The relations between the Lithuanians and the Poles were tended during most of the period of inter-war period because of the conflicts about the areas of Wilno (Vilnius) and of Suwałki, where a strong minority Lithuania was. During the war, these conflicts re-appeared because the Polish state desired by the Armia Krajowa included the area of Vilnius.

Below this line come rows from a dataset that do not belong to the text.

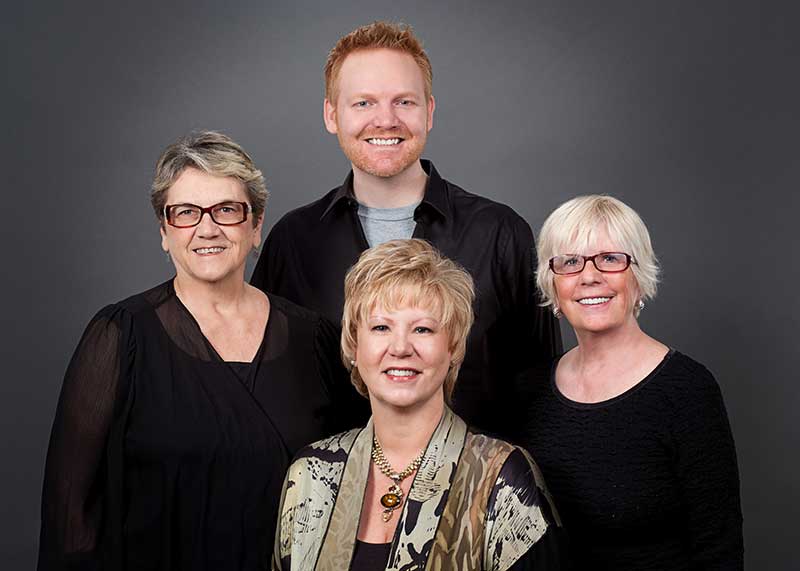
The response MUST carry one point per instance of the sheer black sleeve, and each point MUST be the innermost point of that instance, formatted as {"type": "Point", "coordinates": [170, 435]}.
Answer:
{"type": "Point", "coordinates": [524, 531]}
{"type": "Point", "coordinates": [351, 410]}
{"type": "Point", "coordinates": [75, 483]}
{"type": "Point", "coordinates": [708, 475]}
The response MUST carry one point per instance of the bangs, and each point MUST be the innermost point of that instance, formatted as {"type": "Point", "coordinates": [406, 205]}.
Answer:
{"type": "Point", "coordinates": [395, 294]}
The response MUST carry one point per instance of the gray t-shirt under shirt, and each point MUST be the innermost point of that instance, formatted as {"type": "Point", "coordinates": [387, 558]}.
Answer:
{"type": "Point", "coordinates": [383, 224]}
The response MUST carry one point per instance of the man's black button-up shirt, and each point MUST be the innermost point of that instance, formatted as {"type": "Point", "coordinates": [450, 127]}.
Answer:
{"type": "Point", "coordinates": [308, 252]}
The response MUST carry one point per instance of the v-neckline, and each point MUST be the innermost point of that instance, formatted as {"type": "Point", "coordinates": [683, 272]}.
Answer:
{"type": "Point", "coordinates": [208, 342]}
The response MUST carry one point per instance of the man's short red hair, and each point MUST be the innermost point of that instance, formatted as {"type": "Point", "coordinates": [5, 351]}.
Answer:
{"type": "Point", "coordinates": [376, 35]}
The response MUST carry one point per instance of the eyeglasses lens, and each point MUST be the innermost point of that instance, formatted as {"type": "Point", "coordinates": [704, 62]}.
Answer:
{"type": "Point", "coordinates": [605, 262]}
{"type": "Point", "coordinates": [226, 213]}
{"type": "Point", "coordinates": [611, 262]}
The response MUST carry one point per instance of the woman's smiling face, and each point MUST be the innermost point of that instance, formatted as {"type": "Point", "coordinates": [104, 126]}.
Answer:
{"type": "Point", "coordinates": [209, 252]}
{"type": "Point", "coordinates": [403, 355]}
{"type": "Point", "coordinates": [595, 301]}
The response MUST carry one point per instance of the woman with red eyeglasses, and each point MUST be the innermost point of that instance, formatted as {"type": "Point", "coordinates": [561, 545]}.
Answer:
{"type": "Point", "coordinates": [631, 435]}
{"type": "Point", "coordinates": [182, 405]}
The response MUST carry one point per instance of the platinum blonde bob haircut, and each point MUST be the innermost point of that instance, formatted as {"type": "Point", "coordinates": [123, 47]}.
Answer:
{"type": "Point", "coordinates": [212, 153]}
{"type": "Point", "coordinates": [408, 272]}
{"type": "Point", "coordinates": [571, 229]}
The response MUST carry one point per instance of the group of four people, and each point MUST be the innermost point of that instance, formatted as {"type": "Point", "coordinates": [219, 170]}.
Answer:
{"type": "Point", "coordinates": [183, 407]}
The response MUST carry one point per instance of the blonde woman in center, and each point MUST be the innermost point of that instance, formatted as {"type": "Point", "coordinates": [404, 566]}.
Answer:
{"type": "Point", "coordinates": [415, 488]}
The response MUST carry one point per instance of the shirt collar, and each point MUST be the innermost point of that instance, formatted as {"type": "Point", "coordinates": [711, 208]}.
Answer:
{"type": "Point", "coordinates": [436, 195]}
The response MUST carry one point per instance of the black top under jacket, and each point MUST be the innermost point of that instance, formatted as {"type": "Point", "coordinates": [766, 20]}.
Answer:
{"type": "Point", "coordinates": [309, 250]}
{"type": "Point", "coordinates": [646, 480]}
{"type": "Point", "coordinates": [163, 456]}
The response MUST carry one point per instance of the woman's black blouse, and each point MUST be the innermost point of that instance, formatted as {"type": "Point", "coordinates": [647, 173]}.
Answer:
{"type": "Point", "coordinates": [163, 456]}
{"type": "Point", "coordinates": [646, 480]}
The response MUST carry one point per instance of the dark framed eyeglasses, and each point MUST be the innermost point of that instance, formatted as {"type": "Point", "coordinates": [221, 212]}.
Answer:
{"type": "Point", "coordinates": [606, 262]}
{"type": "Point", "coordinates": [188, 215]}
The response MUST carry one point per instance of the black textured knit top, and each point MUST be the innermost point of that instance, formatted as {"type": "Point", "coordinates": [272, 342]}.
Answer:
{"type": "Point", "coordinates": [645, 480]}
{"type": "Point", "coordinates": [163, 456]}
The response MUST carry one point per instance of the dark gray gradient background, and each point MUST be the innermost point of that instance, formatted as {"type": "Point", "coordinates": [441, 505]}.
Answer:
{"type": "Point", "coordinates": [688, 111]}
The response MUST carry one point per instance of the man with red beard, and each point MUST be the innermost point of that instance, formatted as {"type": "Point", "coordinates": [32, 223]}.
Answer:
{"type": "Point", "coordinates": [378, 103]}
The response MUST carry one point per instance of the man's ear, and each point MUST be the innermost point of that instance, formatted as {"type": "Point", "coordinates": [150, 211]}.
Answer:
{"type": "Point", "coordinates": [329, 116]}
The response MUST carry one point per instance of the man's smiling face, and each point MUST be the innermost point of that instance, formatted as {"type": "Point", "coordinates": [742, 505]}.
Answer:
{"type": "Point", "coordinates": [380, 114]}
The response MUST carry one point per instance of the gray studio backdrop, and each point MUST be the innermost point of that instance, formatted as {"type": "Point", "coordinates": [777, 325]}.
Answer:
{"type": "Point", "coordinates": [688, 111]}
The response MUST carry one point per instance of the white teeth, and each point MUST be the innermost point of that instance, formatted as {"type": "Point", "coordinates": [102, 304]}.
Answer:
{"type": "Point", "coordinates": [401, 372]}
{"type": "Point", "coordinates": [383, 142]}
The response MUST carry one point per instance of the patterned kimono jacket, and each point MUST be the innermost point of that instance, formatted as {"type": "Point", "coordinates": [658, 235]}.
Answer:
{"type": "Point", "coordinates": [476, 503]}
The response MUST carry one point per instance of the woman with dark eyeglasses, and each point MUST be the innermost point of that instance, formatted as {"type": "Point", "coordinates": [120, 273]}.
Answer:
{"type": "Point", "coordinates": [182, 405]}
{"type": "Point", "coordinates": [631, 435]}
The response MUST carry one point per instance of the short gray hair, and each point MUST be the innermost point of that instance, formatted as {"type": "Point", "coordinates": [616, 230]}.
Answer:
{"type": "Point", "coordinates": [571, 228]}
{"type": "Point", "coordinates": [213, 153]}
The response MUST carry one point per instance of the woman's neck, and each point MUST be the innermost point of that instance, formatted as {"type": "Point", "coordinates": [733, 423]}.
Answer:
{"type": "Point", "coordinates": [221, 297]}
{"type": "Point", "coordinates": [403, 432]}
{"type": "Point", "coordinates": [606, 364]}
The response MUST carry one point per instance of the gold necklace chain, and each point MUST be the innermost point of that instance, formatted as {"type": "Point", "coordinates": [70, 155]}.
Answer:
{"type": "Point", "coordinates": [393, 498]}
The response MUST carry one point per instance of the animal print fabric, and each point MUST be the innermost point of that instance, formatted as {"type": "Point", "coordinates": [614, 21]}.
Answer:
{"type": "Point", "coordinates": [446, 523]}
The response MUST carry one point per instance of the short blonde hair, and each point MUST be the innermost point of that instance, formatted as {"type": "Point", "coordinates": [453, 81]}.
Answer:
{"type": "Point", "coordinates": [381, 34]}
{"type": "Point", "coordinates": [571, 229]}
{"type": "Point", "coordinates": [408, 272]}
{"type": "Point", "coordinates": [212, 153]}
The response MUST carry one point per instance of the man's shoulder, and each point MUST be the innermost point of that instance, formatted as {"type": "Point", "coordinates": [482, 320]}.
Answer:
{"type": "Point", "coordinates": [308, 213]}
{"type": "Point", "coordinates": [482, 209]}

The AK made at least a massacre of Lithuanian civilians, including women and children, with Dubingiai (the Polish historians claim that it from 20 to 27 had killed there, Juozas Lebionka claims that there were 100 of them, and other Lithuanian historians claim that there was nearly 200). The existence of other possible massacres is also prone to dissension. The Lithuanian investigator Rimas Bružas estimates that there was in very nearly 500 Lithuanian civilians killed on the whole. The estimates of Juozas Lebionka are of 1000. Certain Polish historians support that the massacre of Dubingiai was an isolated case, which seems confirmed by the documents of the AK which was found with the Monastère of Bernardinai and which describes the actions of the AK between 1943 and 1944. However, other researchers reached other conclusions starting from these same documents. It seems probable that these slaughters were not planned and due rather to the rejection of the Lithuanians on behalf of some graded AK. One also evokes the actions of the Lithuanian units soldier (allies of the Nazi Germany) shown to have killed out of the Polish civilians. Some of the actions of the AK could have been of the direct reprisals to the actions of the Lithuanian groups or the Lithuanian collaborators. The same reasoning can be applied in the other direction, certain acts of the Lithuanians were made in reprisals. Also, the AK it is perceived like an organization discussed by Lithuania, in spite of its action to save the Poles of Vilnius (of the same way than are perceived the Partisans Soviet).

After 1945

During the war the AK lost some 100  000 men; with the progression of the Red Army, NKVD imprisoned some and sent in the Soviet camps approximately 50  000 others, after a parody of lawsuit (see Lawsuit of the sixteen). Part of the AK refused the demobilization and continued the fight against the communist capacity founded by the Soviets. Repressions of mass fell down on the former resistant not-Communists during all the period of Stalinism.